企業価値が10億ドルを超えると評価されているテック企業のIPOは、
ちょっとしたブームのような様相を呈している。
今年、「ユニコーン」と呼ばれるこれらの企業のIPO(新規株式公開)の数は
2000年のドットコム・バブル以来最大である38に急増した。
ウォール・ストリート・ジャーナルのIPO市場ウォッチャーによると、
より弱気相場の警告サインが点灯中の2019年においてもこの数はさらに増える可能性が高い。
PwCの米国IPOサービスリーダーであるデビッド・エスリッジ氏は、次のように述べている。
「問題は、"2019年はどうなんだ"である。根性と勇気がいるが、私は困難なマーケットであっても多くの企業が株式公開に踏み切るという決定を下すと思っている。」
以下は4つの超ビッグネーム、その業界、およびその評価額だ。
個人的にはUber、Airbnb、Slackにはお世話になりっぱなしである。
2019年の巨大テック企業IPO
Uber 運輸 1,200億ドル
Airbnb サービス 310億ドル
Lyft 運輸 150億ドル
Slack ソフトウェア 70億ドル
IPOが予定されている市場ディスラプター
今年のIPO市場は、10億ドルから50億ドルの間で評価される
あまり有名でないソフトウェア会社が多数派を占めていた。
前出のデビッド氏は
「人々はこれらの話をよく知らない。なぜならこれらの会社のアプリは多くの人のスマホにインストールされている訳ではないからだ。しかしとても安定したペースがあり、これを支える強力なIPO市場があった。」と述べた。
2019年のIPO市場は、ぼくたちにもすでにおなじみの会社が名を連ねそうだ。
IPOを検討していると広く知られている名前には、
ライドシェアリングの競合企業であるウーバー(Uber Technologies Inc.)とリフト(Lyft Inc.)、
職場のコミュニケーションアプリ大手のスラック(Slack Technologies Inc.)と
サービス業界のディスラプター 、エアービーアンドビー(Airbnb)がある。
2019年が今年の記録を破ることができるかどうかは、
予想される上場の前にこの成長企業たちが
どれだけの資金を調達できるかにかかっている。
ゴールドマン・サックスとモルガン・スタンレーの見積もりによると、
Uberの市場価値は1,200億ドルにも達するという。
アプリ配車サービス業界のパイオニアは、経営陣の混乱や一連のスキャンダルなどの障害にぶつかっているが、IPOは自律走行車や自転車シェアリングなどの新しい市場への参入を助けるだろう。

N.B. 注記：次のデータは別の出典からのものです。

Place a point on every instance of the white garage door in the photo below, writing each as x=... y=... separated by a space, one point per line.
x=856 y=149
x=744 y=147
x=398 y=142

Uberは主要市場でLyftとの厳しい競争にも直面している。
Uberの第3四半期単独での売上高30億ドルに対し、
Lyftの2017年の売上高は10億ドル以上、企業価値は150億ドルに見積もられている。
データストレージ企業のドロップボックス(DBX)は2018年3月に
IPO市場におどり出て、ある程度の成功を収めた。
上場時の同社の90億ドルの評価は、2014年の100億ドルというプライベート評価と一致しなかったが、
株価は最高値から50%下落しているもののIPO価格から2%上昇という状況だ。
ドキュサイン(DOCU)と呼ばれる別のソフトウェア会社は堅実なリターンを投資家にもたらした。
このDTMと電子署名の世界標準プラットフォームは、
株式公開価格29ドルから24日の終値で37.48ドルで推移している。
しかし、ガイダンスの最安値にIPO価格を設定した中国版スポティファイのテンセント・ミュージック(TME)は、投資家の失望を買った。
株価は1株当たり13ドルというIPO価格を下回ることとなった。
2019年に残るリスク
つまずく事となった有名ブランドのテンセントは、2019年における危険信号のひとつだろう。

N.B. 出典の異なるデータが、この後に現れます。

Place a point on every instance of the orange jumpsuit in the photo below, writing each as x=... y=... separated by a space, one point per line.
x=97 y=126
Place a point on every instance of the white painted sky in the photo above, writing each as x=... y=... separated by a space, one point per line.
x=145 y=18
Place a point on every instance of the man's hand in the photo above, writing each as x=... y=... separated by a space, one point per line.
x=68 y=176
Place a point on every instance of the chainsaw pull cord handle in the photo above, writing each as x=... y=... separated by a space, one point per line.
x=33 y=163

ドットコム・ブームの最盛期、今と同じように超大型テック企業のIPO数が増えたとき、
結局は多くの企業が苦しんだことを忘れないことが大切だ。
同じようなことが2019年、起こるかもしれない。
今回挙げたユニコーンたちはマーケットがよりボラタイルになるリスク、
そうなることで多くの投資家がハイテク・グロース株から離れ、
よりディフェンシブなバリュー株に移るリスクに等しく直面している。